Analytics CLI
The analytics CLI is python code. One of the reasons behind the choice of python is to try to stay accessible to most code-aware people.
There are good reasons you might want to contribute the code (it's always a good reason anyway, but still). For instance, you want the CLI to be able to process log records from an app that is not yet supported. This page will try to get you on the right track.
If you're still having trouble figuring your way, please reach out, either by the github issues system or on geOrchestra community channels.
The code is located in the analytics repo, in the analytics-cli folder.
Setup a development environment
cf https://github.com/georchestra/analytics/blob/main/analytics-cli/README.md
CLI's entrypoint
The entrypoint is the __main__.py.
It uses the click library to handle the interactions with the user.

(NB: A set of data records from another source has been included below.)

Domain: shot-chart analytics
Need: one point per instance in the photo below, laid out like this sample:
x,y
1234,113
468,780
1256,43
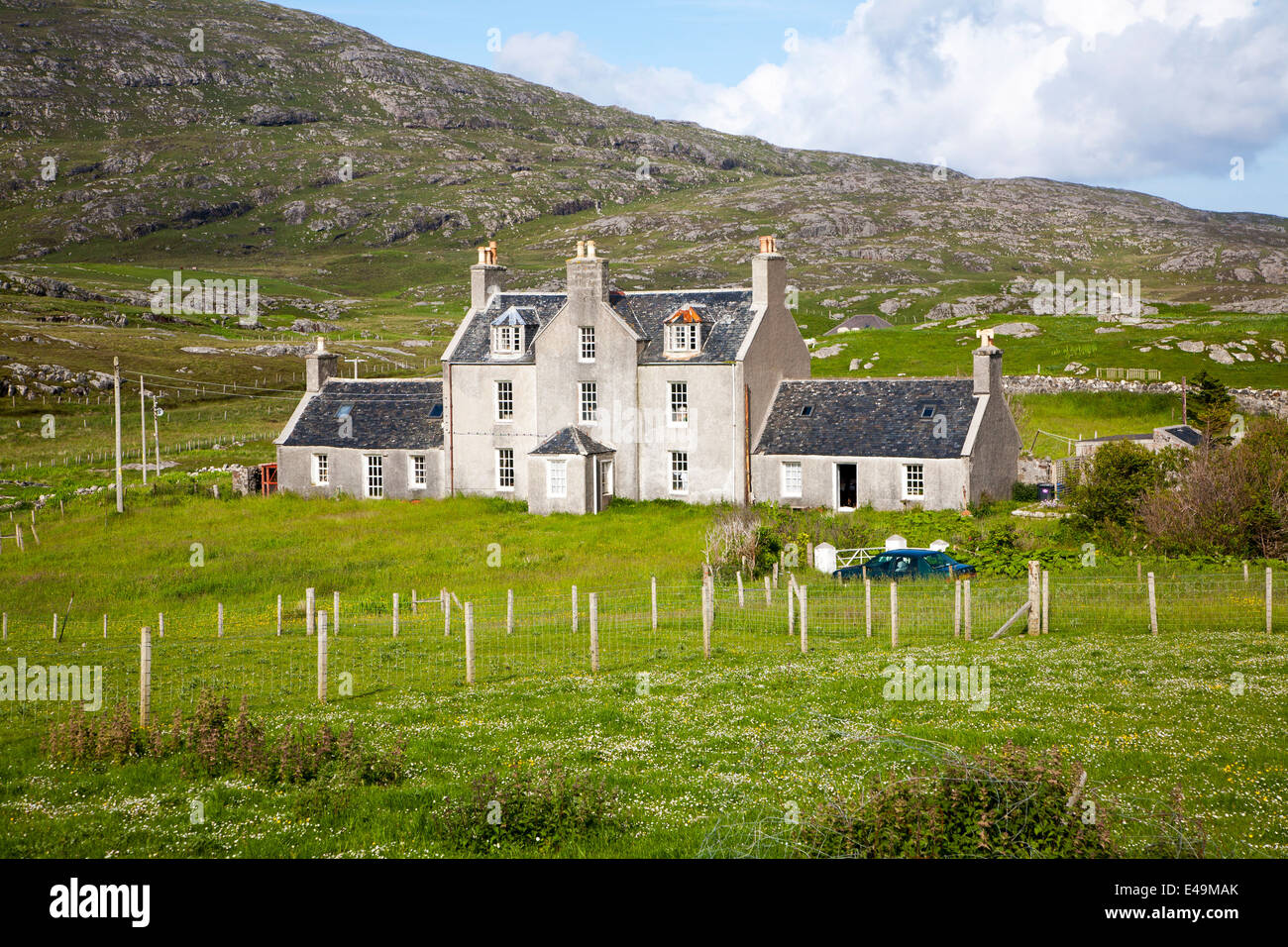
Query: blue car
x,y
900,565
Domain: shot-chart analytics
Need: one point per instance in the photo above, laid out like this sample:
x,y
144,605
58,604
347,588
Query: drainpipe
x,y
451,434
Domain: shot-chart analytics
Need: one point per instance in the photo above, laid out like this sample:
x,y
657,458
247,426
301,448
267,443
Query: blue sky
x,y
1170,97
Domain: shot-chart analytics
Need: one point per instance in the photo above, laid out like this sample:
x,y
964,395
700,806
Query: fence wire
x,y
518,634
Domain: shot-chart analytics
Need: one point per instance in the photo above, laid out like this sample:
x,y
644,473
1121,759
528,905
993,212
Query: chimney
x,y
588,274
988,365
320,367
484,277
768,274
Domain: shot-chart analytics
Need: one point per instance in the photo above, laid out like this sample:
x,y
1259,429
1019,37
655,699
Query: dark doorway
x,y
846,486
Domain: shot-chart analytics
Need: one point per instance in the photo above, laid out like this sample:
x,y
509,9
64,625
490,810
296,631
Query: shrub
x,y
1229,500
1024,492
528,806
1001,806
211,742
1108,489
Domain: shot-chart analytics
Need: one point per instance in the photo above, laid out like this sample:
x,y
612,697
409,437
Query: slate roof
x,y
726,313
1190,436
404,414
870,418
571,441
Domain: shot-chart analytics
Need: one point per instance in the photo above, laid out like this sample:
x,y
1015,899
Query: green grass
x,y
704,742
719,742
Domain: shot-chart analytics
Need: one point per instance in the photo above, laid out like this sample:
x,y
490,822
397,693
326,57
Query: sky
x,y
1181,98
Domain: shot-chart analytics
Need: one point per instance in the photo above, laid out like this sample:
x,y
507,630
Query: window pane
x,y
679,472
558,478
679,402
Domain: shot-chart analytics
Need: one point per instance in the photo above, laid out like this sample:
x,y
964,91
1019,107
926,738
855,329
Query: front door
x,y
604,482
846,486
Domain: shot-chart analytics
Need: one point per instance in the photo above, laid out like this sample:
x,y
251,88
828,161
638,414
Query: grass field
x,y
719,744
699,755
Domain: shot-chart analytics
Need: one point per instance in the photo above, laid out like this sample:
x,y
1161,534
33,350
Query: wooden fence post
x,y
867,603
322,657
469,642
957,607
592,602
1270,596
804,594
145,677
707,613
1034,596
894,613
1153,607
791,609
1046,600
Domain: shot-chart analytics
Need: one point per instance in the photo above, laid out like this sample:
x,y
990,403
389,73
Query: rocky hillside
x,y
278,137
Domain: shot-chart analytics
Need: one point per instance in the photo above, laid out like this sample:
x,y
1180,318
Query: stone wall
x,y
1249,399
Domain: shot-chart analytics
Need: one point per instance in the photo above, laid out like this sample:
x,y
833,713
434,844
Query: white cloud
x,y
1089,90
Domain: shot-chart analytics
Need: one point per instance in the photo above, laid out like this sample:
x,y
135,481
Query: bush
x,y
1004,806
528,806
1229,500
211,742
1108,489
1024,492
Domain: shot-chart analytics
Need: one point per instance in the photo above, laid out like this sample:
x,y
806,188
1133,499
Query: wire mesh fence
x,y
269,655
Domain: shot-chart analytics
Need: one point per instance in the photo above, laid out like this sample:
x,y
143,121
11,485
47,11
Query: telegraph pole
x,y
156,436
116,386
143,433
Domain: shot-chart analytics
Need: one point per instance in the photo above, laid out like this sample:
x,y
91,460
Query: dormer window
x,y
683,338
684,331
511,331
506,341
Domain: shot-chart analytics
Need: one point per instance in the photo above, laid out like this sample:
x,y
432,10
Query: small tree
x,y
1108,489
1209,407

Depending on the command that was called, the AccessLogProcessor
module will rely on one of the log_parsers modules.
Log parsers
cf. log_parsers
Each of them implement the BaseLogParser class or at least the AbstractLogParser class.
The log parser loads its corresponding configuration from the config file. It then parses the log records, being on the timescaledb table, from a log file, or to generate fake ones.

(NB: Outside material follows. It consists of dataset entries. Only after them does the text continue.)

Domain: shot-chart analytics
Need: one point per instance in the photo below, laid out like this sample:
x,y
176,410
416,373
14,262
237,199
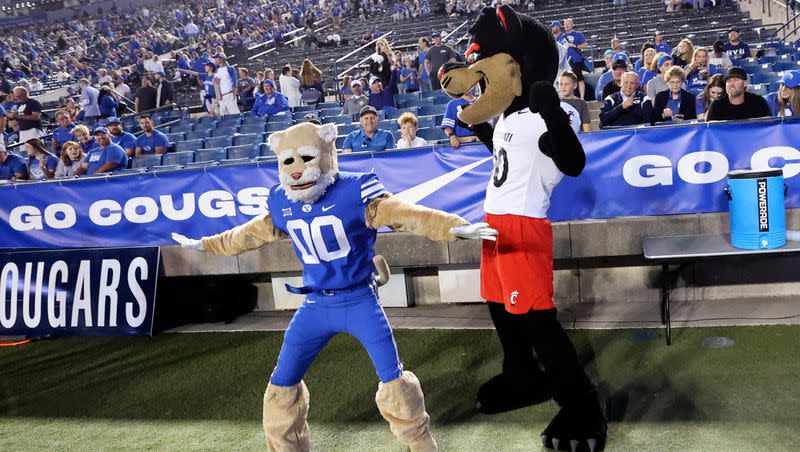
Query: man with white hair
x,y
28,113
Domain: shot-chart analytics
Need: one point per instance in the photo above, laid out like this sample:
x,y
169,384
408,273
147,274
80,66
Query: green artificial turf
x,y
204,391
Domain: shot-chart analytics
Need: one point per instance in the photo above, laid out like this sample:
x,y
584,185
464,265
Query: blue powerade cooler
x,y
757,210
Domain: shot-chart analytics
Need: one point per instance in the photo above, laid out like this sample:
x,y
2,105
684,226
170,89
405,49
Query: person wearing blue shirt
x,y
151,141
369,138
659,44
786,101
456,130
12,166
575,41
271,102
120,137
106,157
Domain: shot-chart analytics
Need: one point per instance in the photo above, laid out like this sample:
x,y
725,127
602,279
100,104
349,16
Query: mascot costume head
x,y
515,60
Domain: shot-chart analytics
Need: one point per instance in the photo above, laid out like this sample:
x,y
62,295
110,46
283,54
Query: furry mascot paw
x,y
515,60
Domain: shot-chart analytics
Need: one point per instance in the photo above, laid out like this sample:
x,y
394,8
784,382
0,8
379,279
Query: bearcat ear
x,y
509,19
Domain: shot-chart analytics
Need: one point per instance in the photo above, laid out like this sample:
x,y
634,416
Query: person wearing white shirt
x,y
225,86
408,132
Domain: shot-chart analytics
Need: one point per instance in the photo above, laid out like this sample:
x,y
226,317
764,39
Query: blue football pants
x,y
321,317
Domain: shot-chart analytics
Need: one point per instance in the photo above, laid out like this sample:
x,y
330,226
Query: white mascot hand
x,y
475,231
187,243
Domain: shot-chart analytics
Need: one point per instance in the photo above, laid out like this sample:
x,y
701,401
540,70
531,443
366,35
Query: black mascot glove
x,y
544,100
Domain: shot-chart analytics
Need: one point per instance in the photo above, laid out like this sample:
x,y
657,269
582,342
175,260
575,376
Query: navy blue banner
x,y
91,292
650,171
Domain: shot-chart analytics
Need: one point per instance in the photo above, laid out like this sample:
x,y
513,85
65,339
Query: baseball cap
x,y
368,109
312,118
791,79
735,72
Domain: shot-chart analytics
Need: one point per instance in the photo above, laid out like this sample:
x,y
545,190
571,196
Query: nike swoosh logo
x,y
425,189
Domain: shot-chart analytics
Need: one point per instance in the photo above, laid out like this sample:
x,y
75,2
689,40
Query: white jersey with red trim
x,y
523,178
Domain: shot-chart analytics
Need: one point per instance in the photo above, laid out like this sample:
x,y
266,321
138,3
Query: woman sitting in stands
x,y
713,91
71,157
786,101
408,132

For each log record, it tries to identify which app is behind this record. This is done in the _get_app_processor
function and is probably the trickiest part.
On most cases, the app name is given by the first word in the path of the logged request. For instance, the path
/geoserver/admin/wms will be explicit enough to tell this is the Geoserver app. In that case, the function above will load the eponym
module in app_processors
if present. It will look for the lower-cased name, so geoserver.py in this case.
In some cases, the app name does not match the path. For instance, the dataapi is served under /data. In this case,
the correspondence needs to be explicitly provided in the config file, in the apps_mapping section:
apps_mapping:
"/data/": dataapi
In the geoserver case, the mapping is implicit. In the second case, it is explicit.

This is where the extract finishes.